Administrative penalties in the Electromobility Act

Administrative fines are referred to in Article 45 of the Electromobility Act. According to it, an entrepreneur who:

  1. does not comply with the obligation to provide charging service providers with access referred to in Article 3(1)(10) – a fine of between PLN 5,000 and PLN 150,000;
  2. makes the provision of a charging service at a public charging station conditional on the prior conclusion of a written or electronic agreement by the owner of the electric vehicle or hybrid vehicle – a penalty of between PLN 1,000 and PLN 50,000;
  3. does not ensure at a publicly accessible charging station the use of electricity for the sole purpose of: charging; charging or replacing the battery used to power an electric vehicle, hybrid vehicle, zero-emission bus or non-electric motor vehicle; ensuring the operation of the station – a penalty of between PLN 5,000 and PLN 50,000;
  4. nie zapewnia przeprowadzenia odpowiednich badań, o których mowa w omawianej ustawie lub eksploatuje stacje ładowania, punkty ładowania zainstalowane na stacji ładowania lub stanowiące element infrastruktury ładowania drogowego transportu publicznego, stacje gazu ziemnego lub stacje wodoru pomimo wydania decyzji o wstrzymaniu eksploatacji – kara wynosi 20 000 zł w przypadku niezapewnienia przeprowadzenia badań, o których mowa w art. 16 ust. 1, lub eksploatacji stacji ładowania lub punktu ładowania zainstalowanego na stacji ładowania lub stanowiącego element infrastruktury ładowania drogowego transportu publicznego pomimo wydania decyzji, o której mowa w art. 16 ust. 4; PLN 50,000 – in the event of failure to ensure that the tests referred to in Article 27(1) or Article 29c(1) are carried out; PLN 100,000 – in the event of operation of a charging station or a charging point which is part of the infrastructure for charging road public transport or a natural gas station or a hydrogen station, despite the decision referred to in Art. 27(4), Article 29c(4) or Article 29f(7) or (8)(1) and (2).

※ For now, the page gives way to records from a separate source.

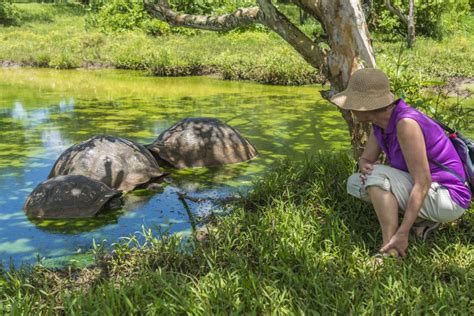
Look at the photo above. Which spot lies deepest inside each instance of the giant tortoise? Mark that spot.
(118, 162)
(71, 196)
(201, 142)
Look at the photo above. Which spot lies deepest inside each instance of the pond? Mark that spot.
(43, 112)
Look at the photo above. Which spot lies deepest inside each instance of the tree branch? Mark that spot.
(265, 14)
(225, 22)
(396, 11)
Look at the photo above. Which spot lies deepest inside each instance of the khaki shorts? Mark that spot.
(437, 207)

The penalty shall be paid for each charging station, also in the case of charging points installed on a charging station, a charging point forming part of a road public transport charging infrastructure, a natural gas station or a hydrogen station, respectively;
  5. operates shore-side electricity or liquefied natural gas (LNG) bunkering points despite the issuance of a decision to stop operation – in the amount of PLN 20,000 to PLN 100,000;
  6. being an operator of a gas distribution system, fails to develop a programme for the construction of natural gas stations as referred to in the Act in question – penalty of PLN 5,000 to 500,000;
  7. builds a natural gas station contrary to the requirements stipulated by the Act in question – a fine of between PLN 10,000 and PLN 2,000,000;
  8. being an entity managing a port belonging to the TEN-T core network, does not ensure that a bunkering point for liquefied natural gas is available at this port – penalty from PLN 50,000 to PLN 1,000,000;
  9. being obliged to do so, fails to comply with the information obligations referred to in Article 41 of the said Act – a fine of PLN 500 to 2000;
  10. does not comply with the obligation according to which the operator of a public charging station, the operator of a natural gas station or the operator of a hydrogen station providing a hydrogen refuelling service is obliged to report to the register using an electronic form – fine of PLN 2,000.

However, it is worth bearing in mind that, pursuant to Article 45(3) of the Act on Electromobility and Alternative Fuels, the amount of the fine may not exceed 15% of the fined entrepreneur’s revenue generated in the previous fiscal year.

Depending on the source of the administrative penalty in question, the authorities obliged to impose it are:

– President of the Energy Regulatory Authority;

– President of the Road Transport Authority;

– Director of Transport Technical Supervision;

– the territorially competent director of the maritime office;

– the provincial inspector of the Trade Inspection.

The President of the Energy Regulatory Office (URE) imposes penalties by way of a decision, which may be appealed to the District Court in Warsaw – the Court of Competition and Consumer Protection. The fine shall be paid within 14 days from the date on which the decision imposing the fine became final. The act of the provincial inspector of the Trade Inspection may be appealed to the President of the Office of Competition and Consumer Protection, whereas in cases where the decision is issued by the director of the maritime office – the appeal body is the minister in charge of maritime economy. If the act was issued by the President of the ERO, the appeal body is the minister in charge of energy, and if the Director of the TDT – the minister in charge of transport.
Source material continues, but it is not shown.